Jurie Roux, CEO of SA Rugby said that if were not for the visit of the Lions, which at one point looked set to be scrapped, the union would have not have been able to keep its doors open.

“The return to play of the Springboks and the delivery of the Castle Lager Lions Series were critical to the survival of the sport in 2021,” said Roux.


“Had we not been able to deliver those events we would have been closing rugby’s doors by year end.

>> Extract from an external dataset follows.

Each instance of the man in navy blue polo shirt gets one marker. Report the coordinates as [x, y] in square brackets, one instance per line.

“Having said that, the fact that the pandemic prevented the attendance of supporters at Springbok Tests and at provincial matches means the sport remains in a precarious position.

“Last year (2021) was supposed to be the year that we built up reserves from the windfall of a British & Irish Lions tour; COVID-19 denied us that opportunity. The tour meant we were able to break-even but if we are hit by an event of a similar magnitude, we have zero reserves to weather it.”

Moreover, the return to rugby in 2021 couldn’t have come a day later.


Roux explicitly thanked SA Rugby’s broadcast and commercial partners for their continued support.

“It was gratifying to see income return to 2019 levels, but we should have been far ahead of those numbers in 2021 – both from the Lions Series and from increased values in renewals and without reductions that were amoritsed into existing agreements,” he said.

“Our provinces were only allowed to host 2,000 spectators from October, and, like all businesses, we have had the additional cost burden of applying COVID-19 protocols. Financial sustainability remains a pressing concern for the sport.”

President Mark Alexander noted: “This has been an extraordinary year due primarily to Covid, and though the threat to rugby has not diminished, we remain hopeful that the national vaccination programme will allow society and our sport to gradually return to normal.

“While we cannot yet take anything for granted, we will continue to work towards the return to vibrant grassroots activity on and off the pitches in our schools and clubs, and for the return of spectators in the professional game, which will secure the financial underpinning of rugby.”